Sabtu, 24 Agustus 2013

Ulang Tahun; Resolusi, “Puber” (Paguyuban Umat Beriman) dan Pembebasan

Ulang Tahun; Resolusi, “Puber” (Paguyuban Umat Beriman) dan Pembebasan

Kemarin ketika mendengar kabar tentang sebuah bus masuk jurang, banyak bb grup membicarakannya. “Keributan” “menggila” ketika disebut pertama kali oleh sebuah Koran Indonesia bertaraf internasional bahwa bus itu membawa sekelompok anggota jemaat GKI di Kelapa Gading. Sontak, banyak “orang GKI” yang mencari info tentang hal itu. Namun setelah ada kepastian bahwa ternyata bukan jemaat GKI maka semua bb grup itu menjadi “hening”. Seseorang menyindir bahwa selama menyangka kecelakaan itu menimpa “orang GKI”, ia menjadi begitu sibuk, namun karena ternyata bukan, maka ia kini bisa mencuci bajunya dengan tenang. Apa yang digambarkan oleh contoh peristiwa di atas adalah sebuah ironi. Kita sering merasa demikian terpukul, kecewa, sedih, marah jika ada peristiwa menyedihkan menyusahkan, ketidak adilan, kesewenang-wenangan yang menimpa “orang dekat”, jika tidak? “who care”, saya kembali mengurusi urusan pribadi saya, keluarga saya kelompok saya. Apakah ini adalah sebuah cermin dari cara hidup bersama kita.
Siapakah diantara kita yang menghendaki kemalangan menimpa? Tiada! Jika demikian bukankah kita menghendaki ketenangan, kekuatan, semangat, sukacita berada mengitari? Kita berjuang agar dijauhkan dari marabahaya, kejahatan, ketidak adilan bahkan kekejaman. Semua itu kiranya menjauh.

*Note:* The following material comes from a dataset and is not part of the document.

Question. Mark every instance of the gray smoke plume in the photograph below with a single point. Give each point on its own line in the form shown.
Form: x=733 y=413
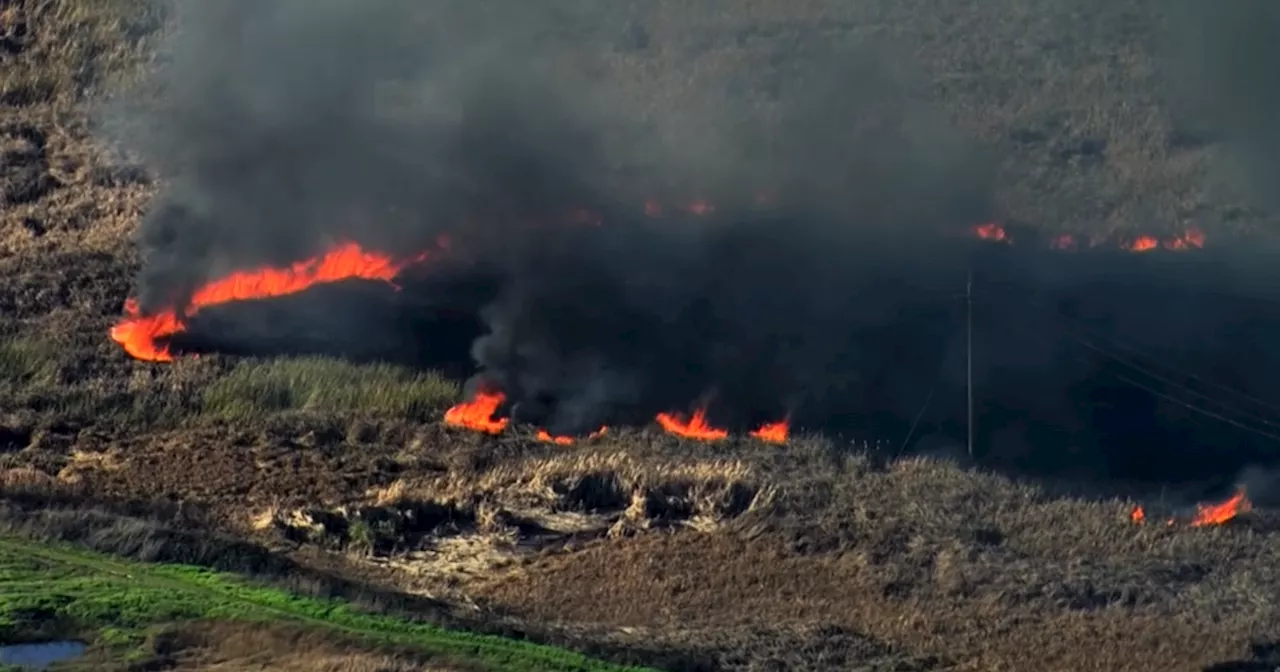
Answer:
x=280 y=127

Hampir semua kemalangan disebabkan dan dilanggengkan oleh sebuah system yang saling terkait. Dan seringkali diawali oleh ketidak pedulian kepada yang lain. Pementingan diri melulu bahkan keserakahan yang terusannya melahirkan kejahatan adalah dasar dari semua itu. Itulah juga yang digambarkan oleh ketidak pedulian Farisi kepada perempuan bungkuk yang selama 18 tahun mengidap penyakit. Perempuan dan sakit pula yang karena system digolongkan kelas rendah yang semakin tersingkirkan karena sakitnya. Mengapa harus berlelah untuk mereka ini? System yang tidak adil dan dibalut dengan peraturan agama (sabat), kemudian menjadi kejahatan terselubung kepada perempuan itu selama 18 tahun.

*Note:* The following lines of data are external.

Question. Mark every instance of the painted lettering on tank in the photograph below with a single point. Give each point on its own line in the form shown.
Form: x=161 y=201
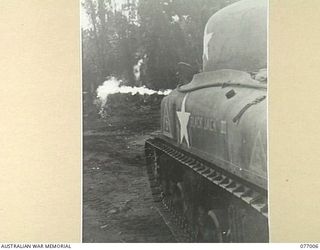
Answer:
x=206 y=123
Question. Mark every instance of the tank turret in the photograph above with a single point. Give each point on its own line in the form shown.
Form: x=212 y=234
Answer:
x=209 y=163
x=236 y=37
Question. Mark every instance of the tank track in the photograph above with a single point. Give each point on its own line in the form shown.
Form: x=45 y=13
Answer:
x=250 y=196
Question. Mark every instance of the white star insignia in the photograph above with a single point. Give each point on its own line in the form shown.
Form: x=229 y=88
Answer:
x=183 y=117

Tapi Yesus hadir membawa pembebasan. Ini mestinya diawali empati yang  amat dalam. Jika saya menjadi perempuan itu bagaimana? Pasti perempuan Yahudi di jaman itu pun  menghendaki persamaan hak dan juga “pembebasan” bahkan saat ini juga,meski itu adalah hari sabat. Oleh karena itu Empati Yesus ditunjukkan dengan mengatakan “bukankah perempuan ini juga keturunan Abraham?” sama seperti laki-laki yang keturunan Abraham yang mendapat anugrah keselamatan. Ketidak pedulian diganti dengan persamaan hak. Pembiaran yang dapat berarti juga penindasan,  diperhadapkan dengan perjuanqan mempertentangkan ke”diaman” dengan pembebasan dari penyakit.

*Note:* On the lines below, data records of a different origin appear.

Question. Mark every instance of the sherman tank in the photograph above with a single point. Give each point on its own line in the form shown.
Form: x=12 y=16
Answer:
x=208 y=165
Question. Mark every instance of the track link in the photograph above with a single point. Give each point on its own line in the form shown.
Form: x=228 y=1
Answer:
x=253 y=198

Demikianlah kita dididik oleh Kristus sendiri untuk membuka hati. Jika mereka sakit dan menderita, maka rasa sakit dan derita mereka yang malang itu menjadi rasa sakitku juga. Kesedihan mu, kehilangan mu, dan rasa dukamu, menjadi milikku juga. Lalu hati mempersilahkan Tuhan memakai dan menguatkan untuk menentukan dan melakukan karyaNya. Dengan demikianlah bersama kita “menyuarakan” pembebasan.